Already the internet is awash with 'evidence' that the combined influenza vaccine is much more dangerous than the virus itself. And unfortunately there are many credulous people who will prefer to believe unsubstantiated scare stories rather than empirical research by scientists and doctors.
Yet, in a way, who can blame them? Look at us here in Ireland. Would you trust the HSE to know what is best for you or your child? Do you believe that our current Minister for Health -- Tanaiste Mary Coughlan -- will have scoured all the available scientific peer-reviewed information on what is the best possible approach to containing the current flu epidemic?

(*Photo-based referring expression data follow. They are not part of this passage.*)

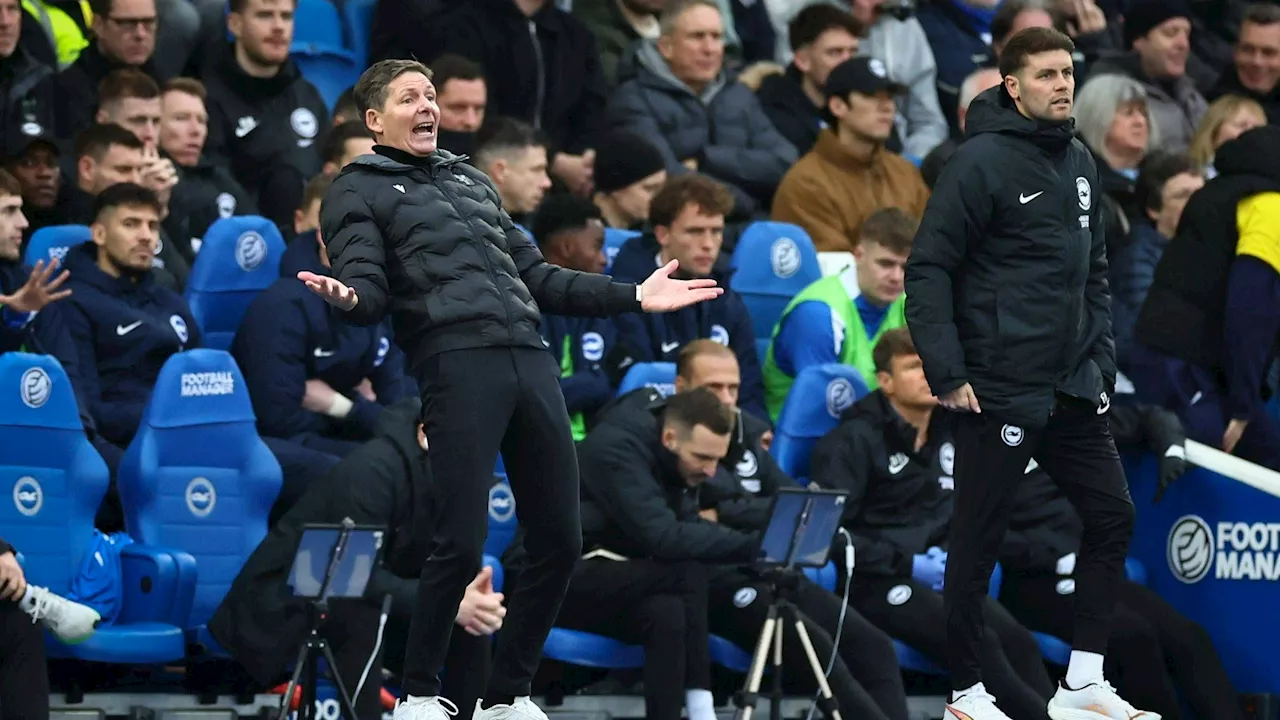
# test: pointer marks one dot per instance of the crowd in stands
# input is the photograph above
(622, 135)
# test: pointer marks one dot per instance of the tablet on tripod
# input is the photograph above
(333, 561)
(803, 524)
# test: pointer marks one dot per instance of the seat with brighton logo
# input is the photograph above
(199, 478)
(238, 258)
(658, 376)
(613, 241)
(812, 409)
(772, 263)
(51, 242)
(51, 483)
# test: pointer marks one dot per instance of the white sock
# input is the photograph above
(958, 695)
(1083, 669)
(700, 705)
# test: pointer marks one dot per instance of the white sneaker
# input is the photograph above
(424, 709)
(522, 709)
(1096, 701)
(69, 621)
(978, 705)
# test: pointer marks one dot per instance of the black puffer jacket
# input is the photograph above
(1006, 287)
(426, 238)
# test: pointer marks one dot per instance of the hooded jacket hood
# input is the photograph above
(995, 112)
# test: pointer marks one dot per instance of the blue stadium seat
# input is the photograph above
(54, 241)
(359, 16)
(773, 261)
(502, 515)
(56, 481)
(330, 67)
(318, 21)
(812, 409)
(197, 477)
(613, 241)
(238, 258)
(659, 376)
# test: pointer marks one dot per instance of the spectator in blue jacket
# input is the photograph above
(688, 219)
(570, 232)
(1166, 181)
(312, 378)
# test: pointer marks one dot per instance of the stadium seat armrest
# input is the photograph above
(151, 584)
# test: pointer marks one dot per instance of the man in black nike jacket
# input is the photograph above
(416, 232)
(1008, 302)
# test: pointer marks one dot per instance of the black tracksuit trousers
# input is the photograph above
(23, 671)
(656, 605)
(1155, 650)
(475, 404)
(1077, 451)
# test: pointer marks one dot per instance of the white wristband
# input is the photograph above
(341, 406)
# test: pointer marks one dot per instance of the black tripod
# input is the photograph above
(784, 583)
(316, 647)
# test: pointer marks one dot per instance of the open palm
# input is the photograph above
(662, 294)
(333, 291)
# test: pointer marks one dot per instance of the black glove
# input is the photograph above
(1173, 465)
(617, 361)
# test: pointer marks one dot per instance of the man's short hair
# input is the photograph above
(9, 185)
(1032, 41)
(1261, 14)
(1002, 22)
(504, 137)
(455, 67)
(560, 213)
(370, 90)
(126, 83)
(187, 86)
(315, 190)
(894, 343)
(241, 5)
(691, 351)
(1156, 169)
(336, 142)
(124, 195)
(346, 105)
(892, 228)
(675, 9)
(698, 406)
(813, 21)
(711, 196)
(97, 139)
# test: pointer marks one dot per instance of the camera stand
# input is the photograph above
(782, 613)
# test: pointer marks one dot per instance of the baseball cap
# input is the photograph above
(865, 76)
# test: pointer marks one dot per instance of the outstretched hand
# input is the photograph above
(662, 294)
(39, 291)
(333, 291)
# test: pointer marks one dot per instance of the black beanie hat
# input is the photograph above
(624, 159)
(1144, 16)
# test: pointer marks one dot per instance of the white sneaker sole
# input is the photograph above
(1057, 712)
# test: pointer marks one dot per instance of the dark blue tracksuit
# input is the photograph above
(120, 335)
(658, 337)
(584, 382)
(288, 337)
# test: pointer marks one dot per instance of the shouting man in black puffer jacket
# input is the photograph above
(416, 232)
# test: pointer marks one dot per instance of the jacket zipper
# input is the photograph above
(484, 251)
(542, 74)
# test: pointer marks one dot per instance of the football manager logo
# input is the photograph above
(1191, 548)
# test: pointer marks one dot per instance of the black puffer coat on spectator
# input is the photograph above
(426, 240)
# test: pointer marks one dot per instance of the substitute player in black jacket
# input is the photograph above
(894, 452)
(419, 233)
(1008, 302)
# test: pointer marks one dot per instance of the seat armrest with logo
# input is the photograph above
(154, 584)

A European study on last year's influenza immunisation programme, published last week, showed Ireland was the only country of nine which began its pandemic vaccination campaign after the illness had peaked.
The public, once again, must forget about depending on the Government to sort out this crisis. We must do what we can to protect ourselves. So, get along to your GP and get vaccinated, particularly pregnant women and all others who are at risk.
And if you think you're getting any symptoms of flu, stay at home, in bed, don't go out where you can infect others. Swine flu can be fatal, but with vaccination it can be successfully contained. Don't believe the scaremongers.